Benefits and risks of nanozerovalent iron, titanium dioxide nanoparticles and carbon nanotubes for water treatment technologies
Advanced Materials Letters,
2017, Volume 8, Issue 12, Pages 1132-1144
AbstractAn overview is presented of potential improvements in performance that can be achieved by using three different types of nanomaterials in water treatment applications: (i) zerovalent iron for reducing concentrations of chlorinated hydrocarbons and heavy metals in groundwater; (ii) titanium dioxide for photocatalytic drinking water purification, enabling reduced consumption of chemicals for disinfection; (iii) carbon nanotube membrane filters that transport water molecules at elevated fluxes, while rejecting other molecules and ions. The distinctive characteristics of the nanomaterials, such as high specific surface area, enhanced reactivity and adsorption capacity, have already led to significant increases in efficiency.
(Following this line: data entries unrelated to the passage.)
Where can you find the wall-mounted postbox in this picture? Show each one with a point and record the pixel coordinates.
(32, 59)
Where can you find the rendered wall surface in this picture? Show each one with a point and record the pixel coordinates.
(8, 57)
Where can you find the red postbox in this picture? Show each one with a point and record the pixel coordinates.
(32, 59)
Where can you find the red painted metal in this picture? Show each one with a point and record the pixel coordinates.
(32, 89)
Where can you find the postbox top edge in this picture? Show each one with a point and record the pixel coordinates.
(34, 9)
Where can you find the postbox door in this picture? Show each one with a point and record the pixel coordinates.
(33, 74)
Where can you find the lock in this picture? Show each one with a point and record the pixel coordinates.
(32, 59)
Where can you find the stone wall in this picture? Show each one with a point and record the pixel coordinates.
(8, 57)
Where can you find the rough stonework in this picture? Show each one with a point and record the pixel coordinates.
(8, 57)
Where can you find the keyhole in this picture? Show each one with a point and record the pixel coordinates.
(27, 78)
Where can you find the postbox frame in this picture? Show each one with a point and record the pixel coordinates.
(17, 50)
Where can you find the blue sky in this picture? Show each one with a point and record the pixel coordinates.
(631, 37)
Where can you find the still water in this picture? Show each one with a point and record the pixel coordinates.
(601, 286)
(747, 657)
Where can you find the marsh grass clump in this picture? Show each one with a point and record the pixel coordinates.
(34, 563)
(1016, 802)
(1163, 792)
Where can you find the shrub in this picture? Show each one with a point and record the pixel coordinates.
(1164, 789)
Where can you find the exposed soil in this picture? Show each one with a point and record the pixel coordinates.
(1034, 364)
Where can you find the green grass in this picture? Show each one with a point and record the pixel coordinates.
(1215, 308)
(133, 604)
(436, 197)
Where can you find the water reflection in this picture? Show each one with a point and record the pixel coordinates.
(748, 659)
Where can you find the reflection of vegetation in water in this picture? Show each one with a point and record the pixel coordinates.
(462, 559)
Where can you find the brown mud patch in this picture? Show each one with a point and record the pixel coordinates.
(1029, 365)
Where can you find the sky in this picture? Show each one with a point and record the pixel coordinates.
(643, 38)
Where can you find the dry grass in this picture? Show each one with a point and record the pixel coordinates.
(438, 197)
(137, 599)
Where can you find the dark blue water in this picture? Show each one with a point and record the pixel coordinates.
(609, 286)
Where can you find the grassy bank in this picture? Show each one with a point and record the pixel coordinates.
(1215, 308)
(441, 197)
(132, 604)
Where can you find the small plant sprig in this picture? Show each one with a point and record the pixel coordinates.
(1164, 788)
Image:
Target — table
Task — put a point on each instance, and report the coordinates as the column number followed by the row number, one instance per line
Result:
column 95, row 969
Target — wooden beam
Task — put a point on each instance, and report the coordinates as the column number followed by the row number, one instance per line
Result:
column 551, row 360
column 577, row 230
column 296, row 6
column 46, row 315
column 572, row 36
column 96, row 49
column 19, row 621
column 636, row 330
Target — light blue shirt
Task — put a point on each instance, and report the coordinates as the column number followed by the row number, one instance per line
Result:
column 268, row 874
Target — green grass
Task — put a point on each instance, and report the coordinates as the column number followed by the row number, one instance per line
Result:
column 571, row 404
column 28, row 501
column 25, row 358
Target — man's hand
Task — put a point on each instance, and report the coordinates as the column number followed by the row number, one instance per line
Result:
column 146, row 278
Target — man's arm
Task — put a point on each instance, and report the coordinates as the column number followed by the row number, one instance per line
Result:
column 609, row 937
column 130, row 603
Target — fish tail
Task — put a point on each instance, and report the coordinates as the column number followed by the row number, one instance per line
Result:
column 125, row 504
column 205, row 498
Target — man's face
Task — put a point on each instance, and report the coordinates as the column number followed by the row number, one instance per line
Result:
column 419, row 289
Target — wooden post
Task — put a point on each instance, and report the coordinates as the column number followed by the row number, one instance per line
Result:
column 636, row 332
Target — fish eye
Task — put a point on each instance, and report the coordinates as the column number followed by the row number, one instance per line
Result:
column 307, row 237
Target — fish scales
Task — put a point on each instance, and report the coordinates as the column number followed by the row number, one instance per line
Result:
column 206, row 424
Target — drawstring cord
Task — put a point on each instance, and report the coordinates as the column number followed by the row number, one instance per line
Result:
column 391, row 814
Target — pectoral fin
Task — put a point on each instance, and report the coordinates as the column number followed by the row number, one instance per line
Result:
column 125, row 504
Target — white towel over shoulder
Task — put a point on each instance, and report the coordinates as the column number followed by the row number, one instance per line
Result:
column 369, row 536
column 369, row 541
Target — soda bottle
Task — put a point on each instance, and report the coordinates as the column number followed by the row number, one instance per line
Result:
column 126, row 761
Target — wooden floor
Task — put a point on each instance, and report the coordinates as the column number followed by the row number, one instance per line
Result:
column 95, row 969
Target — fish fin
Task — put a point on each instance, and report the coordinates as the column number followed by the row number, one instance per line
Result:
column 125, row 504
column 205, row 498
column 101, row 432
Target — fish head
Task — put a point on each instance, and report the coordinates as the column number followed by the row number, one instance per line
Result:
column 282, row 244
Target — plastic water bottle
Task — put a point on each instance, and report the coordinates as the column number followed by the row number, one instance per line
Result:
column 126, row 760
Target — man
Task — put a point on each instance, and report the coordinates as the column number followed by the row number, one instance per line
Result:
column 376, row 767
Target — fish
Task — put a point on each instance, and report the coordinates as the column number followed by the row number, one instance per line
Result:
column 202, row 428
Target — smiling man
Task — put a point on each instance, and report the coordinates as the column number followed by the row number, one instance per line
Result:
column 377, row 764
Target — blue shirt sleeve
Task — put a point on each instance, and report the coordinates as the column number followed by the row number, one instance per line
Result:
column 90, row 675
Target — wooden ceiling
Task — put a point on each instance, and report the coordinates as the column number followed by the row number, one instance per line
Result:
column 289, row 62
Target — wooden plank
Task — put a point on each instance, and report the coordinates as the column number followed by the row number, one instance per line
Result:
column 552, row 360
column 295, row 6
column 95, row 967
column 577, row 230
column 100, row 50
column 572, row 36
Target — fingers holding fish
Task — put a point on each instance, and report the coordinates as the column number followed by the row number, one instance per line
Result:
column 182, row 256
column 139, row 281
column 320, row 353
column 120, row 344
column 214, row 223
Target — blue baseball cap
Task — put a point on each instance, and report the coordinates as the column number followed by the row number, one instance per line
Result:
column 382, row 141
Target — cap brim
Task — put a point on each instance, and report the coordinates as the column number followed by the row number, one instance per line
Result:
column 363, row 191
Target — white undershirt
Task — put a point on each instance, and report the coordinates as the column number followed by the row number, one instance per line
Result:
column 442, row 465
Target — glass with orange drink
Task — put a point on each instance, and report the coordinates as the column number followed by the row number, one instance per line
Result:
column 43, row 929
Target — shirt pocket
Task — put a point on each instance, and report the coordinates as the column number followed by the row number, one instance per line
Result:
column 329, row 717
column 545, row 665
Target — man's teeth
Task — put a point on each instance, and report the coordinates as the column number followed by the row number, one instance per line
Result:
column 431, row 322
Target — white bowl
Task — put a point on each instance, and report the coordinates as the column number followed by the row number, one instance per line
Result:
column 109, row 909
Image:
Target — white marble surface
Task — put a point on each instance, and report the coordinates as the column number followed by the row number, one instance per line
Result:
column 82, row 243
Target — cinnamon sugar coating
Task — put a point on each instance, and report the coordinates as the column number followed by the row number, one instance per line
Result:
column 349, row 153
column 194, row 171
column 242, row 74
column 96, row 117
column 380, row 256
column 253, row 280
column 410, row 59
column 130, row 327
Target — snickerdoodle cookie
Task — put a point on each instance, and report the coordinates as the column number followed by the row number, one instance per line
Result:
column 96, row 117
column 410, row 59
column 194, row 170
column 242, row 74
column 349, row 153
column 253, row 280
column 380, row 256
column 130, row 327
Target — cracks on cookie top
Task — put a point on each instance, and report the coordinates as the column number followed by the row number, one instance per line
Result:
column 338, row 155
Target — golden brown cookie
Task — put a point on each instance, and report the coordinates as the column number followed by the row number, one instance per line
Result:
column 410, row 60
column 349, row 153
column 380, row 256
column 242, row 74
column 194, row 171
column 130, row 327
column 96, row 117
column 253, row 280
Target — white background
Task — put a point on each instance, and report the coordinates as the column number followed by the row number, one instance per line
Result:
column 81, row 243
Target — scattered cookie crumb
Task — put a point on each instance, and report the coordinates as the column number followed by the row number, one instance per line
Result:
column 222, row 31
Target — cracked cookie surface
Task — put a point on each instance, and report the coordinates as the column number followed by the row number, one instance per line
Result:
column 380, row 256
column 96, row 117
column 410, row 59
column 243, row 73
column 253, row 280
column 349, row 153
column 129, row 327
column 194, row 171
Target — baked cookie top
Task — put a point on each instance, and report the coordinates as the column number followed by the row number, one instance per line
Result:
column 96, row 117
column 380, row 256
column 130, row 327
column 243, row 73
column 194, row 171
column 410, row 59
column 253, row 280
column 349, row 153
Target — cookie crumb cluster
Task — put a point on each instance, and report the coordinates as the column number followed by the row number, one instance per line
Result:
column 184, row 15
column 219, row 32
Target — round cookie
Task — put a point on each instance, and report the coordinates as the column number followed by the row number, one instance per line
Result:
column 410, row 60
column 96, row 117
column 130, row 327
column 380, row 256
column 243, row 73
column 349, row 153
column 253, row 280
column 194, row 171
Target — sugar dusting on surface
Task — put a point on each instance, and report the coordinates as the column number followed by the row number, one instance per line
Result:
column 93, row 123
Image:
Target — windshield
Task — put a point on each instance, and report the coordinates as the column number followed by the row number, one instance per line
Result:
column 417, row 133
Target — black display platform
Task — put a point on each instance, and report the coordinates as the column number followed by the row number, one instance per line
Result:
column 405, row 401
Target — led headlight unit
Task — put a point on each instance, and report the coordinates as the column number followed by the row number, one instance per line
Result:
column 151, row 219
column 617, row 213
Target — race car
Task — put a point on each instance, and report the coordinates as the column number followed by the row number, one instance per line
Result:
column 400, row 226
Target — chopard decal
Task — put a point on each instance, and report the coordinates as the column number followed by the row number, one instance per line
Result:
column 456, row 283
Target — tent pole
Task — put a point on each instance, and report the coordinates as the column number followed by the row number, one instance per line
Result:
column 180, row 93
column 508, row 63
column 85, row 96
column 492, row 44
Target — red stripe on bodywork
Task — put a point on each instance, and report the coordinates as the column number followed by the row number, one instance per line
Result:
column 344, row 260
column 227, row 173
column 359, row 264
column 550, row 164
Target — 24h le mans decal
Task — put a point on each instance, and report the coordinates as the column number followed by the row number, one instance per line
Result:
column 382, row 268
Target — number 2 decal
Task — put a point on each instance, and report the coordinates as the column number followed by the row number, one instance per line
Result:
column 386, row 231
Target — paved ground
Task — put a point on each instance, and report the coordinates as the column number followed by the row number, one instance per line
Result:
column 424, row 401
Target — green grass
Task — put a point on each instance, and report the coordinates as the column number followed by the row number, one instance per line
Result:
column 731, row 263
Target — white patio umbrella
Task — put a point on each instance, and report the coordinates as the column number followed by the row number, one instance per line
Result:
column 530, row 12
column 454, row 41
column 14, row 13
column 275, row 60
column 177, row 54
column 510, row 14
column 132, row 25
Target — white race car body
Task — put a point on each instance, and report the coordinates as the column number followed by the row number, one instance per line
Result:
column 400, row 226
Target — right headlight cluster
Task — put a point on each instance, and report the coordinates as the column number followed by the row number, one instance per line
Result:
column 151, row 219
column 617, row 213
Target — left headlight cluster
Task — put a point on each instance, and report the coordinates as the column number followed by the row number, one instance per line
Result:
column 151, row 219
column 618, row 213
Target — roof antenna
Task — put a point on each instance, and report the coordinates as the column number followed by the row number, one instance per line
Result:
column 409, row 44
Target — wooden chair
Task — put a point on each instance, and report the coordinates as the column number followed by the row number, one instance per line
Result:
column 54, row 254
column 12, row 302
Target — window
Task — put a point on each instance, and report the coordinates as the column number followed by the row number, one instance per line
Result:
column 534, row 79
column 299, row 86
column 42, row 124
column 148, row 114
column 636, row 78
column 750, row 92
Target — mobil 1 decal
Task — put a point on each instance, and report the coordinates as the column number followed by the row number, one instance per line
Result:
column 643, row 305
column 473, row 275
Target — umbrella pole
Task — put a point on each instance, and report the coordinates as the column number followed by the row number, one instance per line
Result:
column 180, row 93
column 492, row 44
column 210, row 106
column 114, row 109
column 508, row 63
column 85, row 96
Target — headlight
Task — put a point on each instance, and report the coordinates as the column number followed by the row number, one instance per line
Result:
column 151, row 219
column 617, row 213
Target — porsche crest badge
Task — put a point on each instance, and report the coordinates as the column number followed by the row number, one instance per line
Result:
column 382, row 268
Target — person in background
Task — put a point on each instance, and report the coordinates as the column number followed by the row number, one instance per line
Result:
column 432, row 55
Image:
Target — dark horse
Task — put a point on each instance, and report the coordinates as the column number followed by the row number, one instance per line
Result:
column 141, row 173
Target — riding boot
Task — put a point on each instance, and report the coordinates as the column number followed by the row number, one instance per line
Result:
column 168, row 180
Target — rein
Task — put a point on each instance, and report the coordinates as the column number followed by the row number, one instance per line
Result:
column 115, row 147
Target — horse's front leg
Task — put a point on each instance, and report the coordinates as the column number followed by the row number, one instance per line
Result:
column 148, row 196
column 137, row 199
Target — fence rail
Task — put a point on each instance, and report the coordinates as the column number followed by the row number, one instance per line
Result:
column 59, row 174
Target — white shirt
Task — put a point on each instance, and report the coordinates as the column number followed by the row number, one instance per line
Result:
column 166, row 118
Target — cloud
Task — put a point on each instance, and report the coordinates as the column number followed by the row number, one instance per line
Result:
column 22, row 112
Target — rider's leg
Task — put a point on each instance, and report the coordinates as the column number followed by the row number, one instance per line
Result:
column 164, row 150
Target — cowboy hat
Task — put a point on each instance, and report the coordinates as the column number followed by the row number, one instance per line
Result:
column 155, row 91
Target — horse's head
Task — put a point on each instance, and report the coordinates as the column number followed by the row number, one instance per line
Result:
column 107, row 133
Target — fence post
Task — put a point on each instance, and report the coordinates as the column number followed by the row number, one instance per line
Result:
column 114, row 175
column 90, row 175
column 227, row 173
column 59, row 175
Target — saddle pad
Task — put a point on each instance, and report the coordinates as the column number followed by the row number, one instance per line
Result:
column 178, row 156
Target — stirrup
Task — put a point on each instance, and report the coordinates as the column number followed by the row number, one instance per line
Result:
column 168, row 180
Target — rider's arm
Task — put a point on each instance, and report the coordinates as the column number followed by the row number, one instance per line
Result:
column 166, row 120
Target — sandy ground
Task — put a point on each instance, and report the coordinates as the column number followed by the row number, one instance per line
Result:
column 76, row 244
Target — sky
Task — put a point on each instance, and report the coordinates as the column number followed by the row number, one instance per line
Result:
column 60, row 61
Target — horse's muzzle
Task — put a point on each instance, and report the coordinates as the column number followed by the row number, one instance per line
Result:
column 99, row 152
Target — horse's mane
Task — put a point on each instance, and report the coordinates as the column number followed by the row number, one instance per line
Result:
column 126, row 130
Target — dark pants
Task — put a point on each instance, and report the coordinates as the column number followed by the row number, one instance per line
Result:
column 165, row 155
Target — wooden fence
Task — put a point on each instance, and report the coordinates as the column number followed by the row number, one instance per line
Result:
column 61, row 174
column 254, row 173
Future developments are expected based on surface modification of zerovalent iron to improve its reactivity and transport characteristics, advanced chemical synthesis methods to increase the area of photoreactive facets and doping to inhibit electron-hole recombination or to allow visible light photocatalysis in titanium dioxide, and functionalization of carbon nanotubes to increase ion rejection rates. Implementation of these innovative methods for removal of contaminants from water will be contingent on reduction of the present high cost of the nanomaterials and assessment of the possible risks associated with their, as yet only partly understood, toxic and ecotoxic properties.